第四話
日曜日というものの、今日はそれほど客入りが多くなかった。
一番忙しいお昼時を過ぎてみれば客足も徐々に減って、忙しさは無かった。
お客さんもいないので大将と夏にどう過ごすかとか、シフト調整の話をしていた。
大将がウチの娘に勉強教えてくれと頼んできたのを笑いながら聞いていたところ、その当人がガラガラと引き戸を開け帰ってきた。

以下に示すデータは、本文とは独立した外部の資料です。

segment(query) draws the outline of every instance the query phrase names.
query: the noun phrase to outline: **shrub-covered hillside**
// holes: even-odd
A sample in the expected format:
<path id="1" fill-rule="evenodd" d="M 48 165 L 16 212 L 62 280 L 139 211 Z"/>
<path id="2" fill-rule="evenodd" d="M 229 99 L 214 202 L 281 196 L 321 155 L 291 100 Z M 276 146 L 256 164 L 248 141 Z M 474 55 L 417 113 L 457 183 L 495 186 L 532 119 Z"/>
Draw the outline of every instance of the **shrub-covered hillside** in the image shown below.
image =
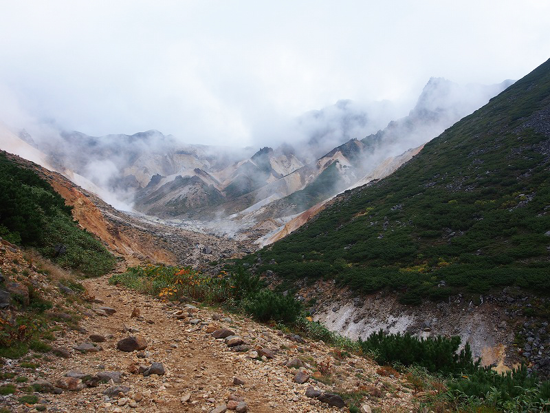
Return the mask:
<path id="1" fill-rule="evenodd" d="M 550 61 L 393 175 L 347 191 L 247 260 L 404 303 L 517 285 L 550 291 Z M 268 264 L 270 263 L 270 264 Z M 276 263 L 276 264 L 274 264 Z"/>
<path id="2" fill-rule="evenodd" d="M 46 181 L 0 153 L 0 236 L 36 248 L 88 275 L 110 271 L 114 257 L 73 221 L 71 207 Z"/>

「もう、お父さん!沢田さんは天陽の特Aクラスの勉強で忙しいの!私ぐらい自分で勉強できるわ」
ポニーテールを揺らしながらプリプリと憤慨する。どうやら表に話し声が聞こえてたらしい。
「全く勉強してないくせよく言うよ」
大将は小馬鹿にしながら腕を組んで笑う。
「七海ちゃん。僕ら夏は暇だから大丈夫だよ」
僕はといえば、大将の肩を持つことにした。
「えっ、いやでも・・・」
恥ずかしそうに七海ちゃんは汗を頬に伝わせながらパタパタと手を振る。
「それに教えるのも勉強になるしね。今度宿題見せてよ」
七海ちゃんの学力に興味があるのは内緒だ。
「ほら七海、教えてもらえ。大先生がいるんだから手伝ってもらう他ねえだろ」
「・・・はい」
七海ちゃんは俯いているが普段はもっと大将に逆らう。
本当に勉強が全く手付かずなのを無理して断ってたのをなんとなく察した。
逃げるように店奥の階段から上がって引っ込んでしまった。
なんだか悪い子としちゃった気分になる。
そんな約束をしたりして仕事を終え、仕事を終えた。
飲み物でも買って帰ろうかなあ。寮の自販機だと高くつくし。
寮に帰る道のりから少しだけ外れる。
一本ずれた少し幅の広い橋の先に大型スーパーがあるし、そこで買って帰ろう。
橋にさしかかると、向かいから歩いてくる女子高生と、橋の歩道の真ん中で川を眺めたばこを咥えている男が見えた。